NEW DELHI:P V Narasimha Rao chosen unanimously as leader of the Congress-I parliamentary party Was sworn-in as India’s ninth prime minister on June 21 A 57 member three tier cabinet took oath with him
The 70-yr-old scholar politician who succeeds Rajiv Gandhi as the Congress-I chief met president R Venkataraman and staked his claim to form the government. Inviting Rao to constitute the ministry the President asked him to prove his majority on the floor of the Lok Sabha within four weeks
Heading the single largest party in the Lok Sabha with 224 members and supported by 16 members of allied parties Rao’s government falls 16 short of absolute majority in a house with an effective strength of 511. Neither the Bharatiya Janata Party (BJP) nor the National Front Left Front combine has voiced opposition to formation of the Congress-I government.
The way for Rao’s unanimous election was paved following the withdrawal by Maharashtra chief minister Sharad Pawar from the leadership race.
Rao told India Saturday night that it faced a serious economic crisis that could only be resolved by hard decisions new foreign investment and an end to the inefficiency that cripples the country’s growth.
In his first speech as India’s leader Rao struck a pro-Western pro-investment open-market note a marked change from the policies and language that have stamped the dominant Congress Party for decades. A senior Western diplomat said that Rao’s comments on the economy sounded very good to us. They were plainly an attempt to assure Western lending institutions like the IMF that India was serious in its willingness to make tough fiscal sacrifices.

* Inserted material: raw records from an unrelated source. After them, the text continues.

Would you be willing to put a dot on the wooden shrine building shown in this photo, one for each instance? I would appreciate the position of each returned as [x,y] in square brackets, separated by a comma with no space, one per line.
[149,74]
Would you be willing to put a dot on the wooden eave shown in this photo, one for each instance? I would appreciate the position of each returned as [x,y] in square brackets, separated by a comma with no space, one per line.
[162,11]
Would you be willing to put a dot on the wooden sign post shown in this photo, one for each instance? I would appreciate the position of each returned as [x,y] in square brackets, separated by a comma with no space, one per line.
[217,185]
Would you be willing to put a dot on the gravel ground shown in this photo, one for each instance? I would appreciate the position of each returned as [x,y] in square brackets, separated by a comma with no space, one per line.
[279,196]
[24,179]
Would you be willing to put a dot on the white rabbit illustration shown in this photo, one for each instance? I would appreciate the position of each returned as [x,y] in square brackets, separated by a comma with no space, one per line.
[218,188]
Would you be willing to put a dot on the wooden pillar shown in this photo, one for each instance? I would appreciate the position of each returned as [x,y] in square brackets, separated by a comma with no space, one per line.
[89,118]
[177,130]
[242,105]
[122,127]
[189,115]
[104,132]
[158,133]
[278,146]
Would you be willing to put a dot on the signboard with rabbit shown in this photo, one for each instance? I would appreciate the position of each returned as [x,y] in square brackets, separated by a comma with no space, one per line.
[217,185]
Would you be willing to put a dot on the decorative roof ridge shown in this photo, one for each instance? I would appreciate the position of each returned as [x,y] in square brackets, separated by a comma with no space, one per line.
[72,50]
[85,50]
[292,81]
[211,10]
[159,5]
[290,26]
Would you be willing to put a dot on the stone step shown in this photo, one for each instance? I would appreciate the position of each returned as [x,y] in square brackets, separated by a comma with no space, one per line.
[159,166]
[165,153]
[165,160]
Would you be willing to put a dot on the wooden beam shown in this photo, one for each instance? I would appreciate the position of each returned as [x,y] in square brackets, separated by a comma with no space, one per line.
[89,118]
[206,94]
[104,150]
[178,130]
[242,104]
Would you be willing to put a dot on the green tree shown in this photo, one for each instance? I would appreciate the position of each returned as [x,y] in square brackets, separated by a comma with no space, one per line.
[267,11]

Rao a former foreign minister and Congress Party elder spoke quietly and firmly in English on Saturday night. His remarks death with his first priority the crisis in the economy of this nation of 850 million.
Partly because India has had four different governments with four finance ministers over the past two years partly because of the spiraling deficit and prices and partly because of huge-scale public spending. India is facing its worst economic situation in decades.